Avec la Quatrième Initiation Vénuste, nous entrons dans la Jérusalem Céleste, ce n’est rien de plus qu’une répétition de la Quatrième Initiation de Feu dans une octave d’un ordre supérieur.

Avec la Cinquième, nous en venons à expérimenter ce qu’est la volonté-Christ, alors que nous pénétrons l’Oliveti, le Mont Oliveti ou le Mont des Oliviers, nous apprenons vraiment à obéir au Père et pourtant cette cinquième Initiation Vénuste n’est rien de plus qu’une répétition de la Cinquième Initiation de Feu, jusque-là, jusqu’à la Cinquième Initiation Vénuste, nous n’avons fait que répéter les cinq Initiations, mais dans une octave d’un ordre supérieur, cependant, les processus initiatiques ne s’arrêtent pas là.

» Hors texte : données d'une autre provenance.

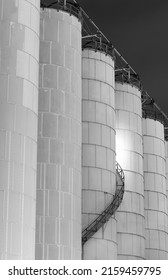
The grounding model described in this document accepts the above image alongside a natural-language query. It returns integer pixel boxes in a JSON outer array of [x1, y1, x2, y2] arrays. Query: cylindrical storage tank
[[0, 0, 40, 259], [165, 140, 168, 252], [115, 81, 145, 260], [36, 1, 81, 260], [82, 46, 117, 260], [143, 117, 168, 260]]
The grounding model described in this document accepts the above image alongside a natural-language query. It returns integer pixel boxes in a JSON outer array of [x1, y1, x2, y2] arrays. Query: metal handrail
[[82, 34, 115, 59], [115, 68, 142, 90], [40, 0, 82, 21], [82, 162, 125, 245]]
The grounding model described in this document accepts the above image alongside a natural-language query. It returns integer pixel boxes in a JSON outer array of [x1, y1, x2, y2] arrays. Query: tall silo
[[143, 106, 168, 260], [0, 0, 40, 259], [165, 140, 168, 254], [82, 40, 117, 260], [36, 1, 81, 259], [115, 70, 145, 260]]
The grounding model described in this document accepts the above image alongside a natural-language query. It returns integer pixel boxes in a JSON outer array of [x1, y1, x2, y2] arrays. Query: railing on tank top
[[82, 162, 125, 246], [82, 36, 115, 59], [115, 68, 142, 90], [40, 0, 82, 21]]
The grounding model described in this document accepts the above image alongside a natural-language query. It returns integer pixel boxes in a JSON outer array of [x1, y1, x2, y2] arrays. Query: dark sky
[[77, 0, 168, 115]]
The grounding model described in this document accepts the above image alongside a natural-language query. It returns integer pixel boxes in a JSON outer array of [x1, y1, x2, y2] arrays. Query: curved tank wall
[[36, 9, 81, 259], [143, 118, 168, 260], [115, 82, 145, 260], [82, 49, 117, 260], [0, 0, 40, 259], [165, 142, 168, 236]]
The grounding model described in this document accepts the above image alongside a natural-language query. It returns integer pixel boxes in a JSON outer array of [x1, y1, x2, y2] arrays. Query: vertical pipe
[[116, 82, 145, 260], [82, 48, 117, 260], [0, 0, 40, 259], [143, 118, 168, 260], [36, 9, 81, 259]]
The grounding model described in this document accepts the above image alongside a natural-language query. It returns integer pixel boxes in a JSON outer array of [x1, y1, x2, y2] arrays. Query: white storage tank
[[82, 43, 117, 260], [0, 0, 40, 260], [143, 117, 168, 260], [115, 76, 145, 260], [36, 1, 81, 260]]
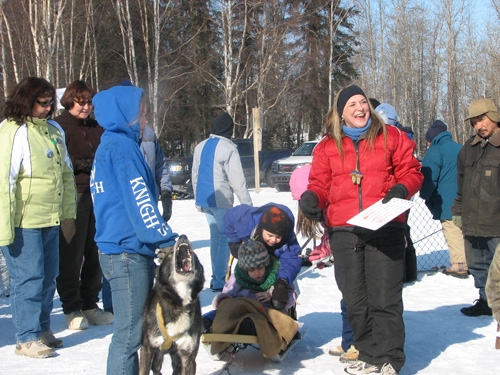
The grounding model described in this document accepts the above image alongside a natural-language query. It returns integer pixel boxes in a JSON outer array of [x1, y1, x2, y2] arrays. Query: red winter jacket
[[307, 126, 424, 227]]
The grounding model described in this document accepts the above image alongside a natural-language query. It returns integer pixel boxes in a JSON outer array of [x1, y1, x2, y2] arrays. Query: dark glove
[[74, 159, 94, 174], [161, 191, 172, 221], [299, 190, 323, 221], [157, 246, 174, 264], [271, 279, 288, 310], [227, 242, 241, 259], [382, 184, 409, 203]]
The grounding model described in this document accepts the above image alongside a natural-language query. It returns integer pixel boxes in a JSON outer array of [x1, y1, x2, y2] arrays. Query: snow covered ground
[[0, 188, 500, 375]]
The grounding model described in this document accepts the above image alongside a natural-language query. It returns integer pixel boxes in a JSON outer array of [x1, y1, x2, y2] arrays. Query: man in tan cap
[[451, 99, 500, 316]]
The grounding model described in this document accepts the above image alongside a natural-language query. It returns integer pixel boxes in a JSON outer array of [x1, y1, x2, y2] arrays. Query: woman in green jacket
[[0, 77, 76, 358]]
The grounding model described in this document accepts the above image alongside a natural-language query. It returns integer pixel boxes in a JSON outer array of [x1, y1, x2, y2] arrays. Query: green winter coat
[[0, 118, 76, 246]]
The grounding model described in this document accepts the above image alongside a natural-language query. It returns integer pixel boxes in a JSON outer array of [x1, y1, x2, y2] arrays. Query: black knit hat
[[425, 120, 448, 142], [259, 206, 290, 238], [238, 240, 270, 271], [337, 85, 368, 117]]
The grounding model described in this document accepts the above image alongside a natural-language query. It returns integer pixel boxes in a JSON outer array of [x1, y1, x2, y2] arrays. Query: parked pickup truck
[[270, 141, 318, 191], [232, 138, 292, 187], [168, 138, 292, 199]]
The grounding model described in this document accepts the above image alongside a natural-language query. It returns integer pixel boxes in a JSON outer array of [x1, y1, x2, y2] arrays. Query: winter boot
[[64, 310, 89, 331], [460, 297, 493, 316], [40, 329, 63, 348], [339, 345, 359, 363], [344, 361, 380, 375], [15, 340, 55, 358], [443, 268, 469, 279], [328, 345, 345, 357], [271, 279, 288, 310], [83, 308, 115, 326]]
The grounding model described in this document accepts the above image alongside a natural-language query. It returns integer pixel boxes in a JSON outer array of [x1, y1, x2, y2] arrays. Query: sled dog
[[139, 235, 205, 375]]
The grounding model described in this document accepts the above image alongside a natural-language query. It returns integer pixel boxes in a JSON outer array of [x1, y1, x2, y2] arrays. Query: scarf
[[234, 256, 280, 292], [342, 117, 372, 141]]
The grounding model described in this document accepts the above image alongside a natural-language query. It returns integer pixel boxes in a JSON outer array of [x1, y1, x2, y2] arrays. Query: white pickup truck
[[270, 141, 319, 191]]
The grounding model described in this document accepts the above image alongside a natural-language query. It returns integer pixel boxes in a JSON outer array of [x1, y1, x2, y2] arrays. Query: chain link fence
[[408, 196, 450, 271]]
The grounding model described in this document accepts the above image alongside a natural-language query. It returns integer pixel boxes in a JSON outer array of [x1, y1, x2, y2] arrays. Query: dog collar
[[156, 303, 194, 350]]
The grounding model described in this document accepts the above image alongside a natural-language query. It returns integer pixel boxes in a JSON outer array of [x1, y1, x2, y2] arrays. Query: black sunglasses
[[36, 99, 54, 107], [73, 99, 92, 107]]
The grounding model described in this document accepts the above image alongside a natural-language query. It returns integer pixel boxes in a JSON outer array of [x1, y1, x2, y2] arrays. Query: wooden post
[[252, 108, 262, 193]]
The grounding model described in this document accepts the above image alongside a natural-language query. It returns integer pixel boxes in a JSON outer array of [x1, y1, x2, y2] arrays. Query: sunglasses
[[73, 99, 92, 107], [36, 100, 54, 107]]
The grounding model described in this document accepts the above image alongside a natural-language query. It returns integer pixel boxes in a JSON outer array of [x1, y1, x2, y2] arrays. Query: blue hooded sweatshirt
[[90, 86, 177, 256]]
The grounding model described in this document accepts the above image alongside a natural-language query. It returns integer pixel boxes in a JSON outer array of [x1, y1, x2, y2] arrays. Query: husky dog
[[139, 235, 205, 375]]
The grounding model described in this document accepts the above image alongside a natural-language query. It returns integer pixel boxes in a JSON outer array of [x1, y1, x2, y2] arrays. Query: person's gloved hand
[[299, 190, 323, 221], [271, 279, 288, 310], [452, 215, 462, 229], [309, 243, 332, 262], [157, 245, 174, 264], [227, 242, 241, 259], [161, 190, 172, 221], [74, 159, 94, 174], [382, 184, 409, 203]]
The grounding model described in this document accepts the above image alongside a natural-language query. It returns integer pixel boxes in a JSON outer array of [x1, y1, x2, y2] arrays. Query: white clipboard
[[347, 198, 415, 230]]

Il y a une Sixième Initiation, qui est Vénuste et correspond à la Bouddhi, à l’âme conscience, alors nous arrivons à savoir ce qu’est vraiment la conscience, nous venons à expérimenter ce qu’est la conscience éveillée, c’est-à-dire que nous arrivons à vivre, à comprendre certains drames, certaines parties du drame évangélique qui n’ont pu être écrites dans aucune Bible et qui sont liées à des scènes et à des événements d’autres planètes du système solaire.

La Septième Initiation Vénuste appartient à Atman, à l’Intime, elle correspond à la crucifixion du maître.

Et il y a une Huitième Initiation Vénuste, qui correspond à l’Enfant, Horus, Cupidon que la Mère Divine Kundalini porte dans ses bras.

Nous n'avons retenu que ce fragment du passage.